Letztens war ich auf die Geburtstagsfeier eines Bekannten von Couchsurfing eingeladen, und dort traf ich unter bekannten Gesichtern auch auf einige neue. Dulce war da, ein zauberhaftes venezolanisches Mädchen mit einem lieben Plappermund, den man wohl extra zu Grabe tragen muss, und eines der neuen Gesichter gehörte zu Mario. Später stellte sich heraus, dass er nur auf der Durchreise war - aber sind wir das nicht alle? Ich meine, in Bezug auf das Leben... Er käme ursprünglich aus Korcula, wäre während des Jugoslawien-Krieges nach Berlin gegangen, und dann von dort vor 10 Jahren nach Atlanta weitergezogen. Ja, die *vich-es und die *vic-es findet man heutzutage überall :-). Er kam gerade zurück aus Uganda - vollgepackt mit schönen Erinnerungen, Photos und neuen Eindrücken, die ihn sichtlich sehr bewegt haben. Voller Stolz hat er mir die Zeichnungen "seiner" Kinder gezeigt, und einen kleinen Film am Handy, als sie für ihn getanzt haben. Es war schön zu sehen, wie sehr er in der Erinnerung an das Erlebte wieder in die Freude und Entspanntheit gefallen ist.

Nachdem Dulce wie Mario einen starken Bezug zur deutschen Sprache haben, war es für mich das Normalste der Welt, mich mit ihnen auf Deutsch zu unterhalten. Demzufolge könnte es auch die Sprache gewesen sein, die alles leichter gemacht hat! Ich habe keine Schwierigkeiten mit Englisch und muss auch nicht mehr nachdenken, wenn ich etwas sagen will - die Wörter kommen einfach, aber ich denke, es ist doch ein Unterschied zwischen Mutter- und Fremdsprache.

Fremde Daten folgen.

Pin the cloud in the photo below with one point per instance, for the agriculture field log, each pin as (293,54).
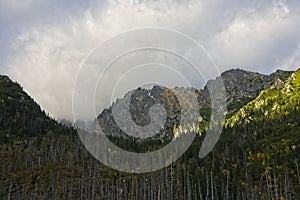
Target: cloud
(46,42)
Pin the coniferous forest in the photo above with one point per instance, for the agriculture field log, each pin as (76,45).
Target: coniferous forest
(256,157)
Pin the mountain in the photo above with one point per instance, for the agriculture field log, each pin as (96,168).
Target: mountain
(241,87)
(256,157)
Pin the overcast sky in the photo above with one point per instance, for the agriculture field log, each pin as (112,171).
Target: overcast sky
(43,42)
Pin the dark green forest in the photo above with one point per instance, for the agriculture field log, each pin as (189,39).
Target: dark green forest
(256,157)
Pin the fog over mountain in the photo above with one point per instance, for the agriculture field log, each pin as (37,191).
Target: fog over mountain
(43,43)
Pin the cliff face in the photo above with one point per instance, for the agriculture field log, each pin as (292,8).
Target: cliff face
(241,87)
(256,157)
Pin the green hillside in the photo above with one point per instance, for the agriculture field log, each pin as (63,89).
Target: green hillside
(257,156)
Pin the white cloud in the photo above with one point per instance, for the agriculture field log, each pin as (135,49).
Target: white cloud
(45,54)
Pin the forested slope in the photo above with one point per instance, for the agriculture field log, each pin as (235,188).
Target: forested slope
(255,158)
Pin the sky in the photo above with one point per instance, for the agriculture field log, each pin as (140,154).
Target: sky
(44,43)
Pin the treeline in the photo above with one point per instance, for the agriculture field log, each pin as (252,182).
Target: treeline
(255,161)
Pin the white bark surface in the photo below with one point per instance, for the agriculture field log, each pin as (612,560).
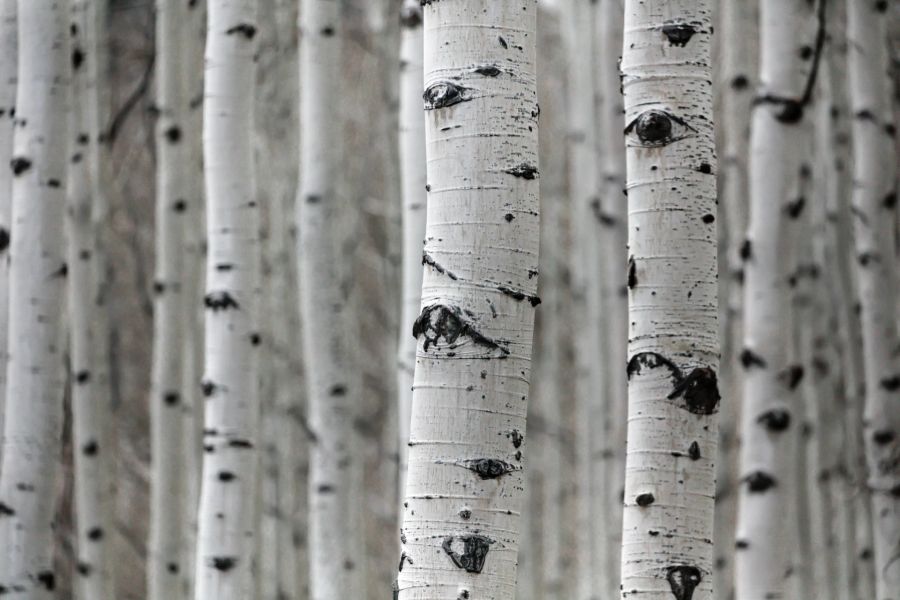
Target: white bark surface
(336,541)
(412,168)
(673,339)
(230,381)
(464,489)
(35,376)
(86,260)
(169,479)
(8,52)
(874,204)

Obwohl ich eigentlich vorgehabt hatte, meine Wohnung am nächsten Tag gründlich sauber zu machen, habe ich mich überreden lassen, nach Abu Dhabi mit den beiden zu fahren, und nach einem ausgiebigen Frühstück ging es erst einmal Richtung Grand Mosque, der weißen Moschee, von der Mama so geschwärmt hat. Leider war gerade Gebetszeit, und nachdem die Hitze unerbittlich war, haben wir von einem Besuch der Innenräume abgesehen und sind in die Stadt gefahren. Dort haben wir einen weiteren Rat von Mama beherzigt, und sind auf den Aussichtsturm der Marina Mall gefahren um dort bei Kaffee und Eis von den Temperaturen runterzukommen. Nach einer ausgiebigen Rast mit viel Lachen und Blödsinn machen sind wir weiter in den Emirates Palace gezogen. Fast hätte man uns aufgehalten, weil sie freitags nicht so gerne Besucher hineinlassen, aber meine Überredungskünste haben triumphiert. Immerhin wollte ich Mario, der sehr viel mit Architektur zu tun hat, eine Ausstellung über einen neu zu gestaltenden Stadtteil Abu Dhabis zeigen!

Danach ging's wieder Richtung Dubai, aber noch lange nicht heim. Mario wünschte sich Shawarma, im Prinzip Wraps aus Fladenbrot, gefüllt mit Fleisch und Gemüse. Döner al Arabia. Dulce kannte einen super-guten Shawarma-Laden und so fielen wir dort ein. Nachdem wir nach dem Essen nicht müde waren, und wirklich gute Gespräche über Gott und die Welt und hauptsächlich Beziehungen geführt haben, wollten wir ein weiteres Klischee des Orients bedienen und das hieß: Shisha! Aber auch davon kann man nach einiger Zeit genug bekommen, und so ging es an den Strand, wo wir auf einen der Wellenbrecher hinausspaziert sind, um von dort die in der Nacht magisch funkelnde Stadt zu betrachten. Und da hab ich dann auch Sterne gesehen! Nicht viele, und vermutlich sieht man sie auch dort nur selten wegen der hohen Luftfeuchtigkeit und den Sandstürmen - und natürlich wegen des abstrahlenden Lichtes der Stadt, aber diesmal habe ich welche gesehen! Und einmal war sogar eine Sternschnuppe dabei!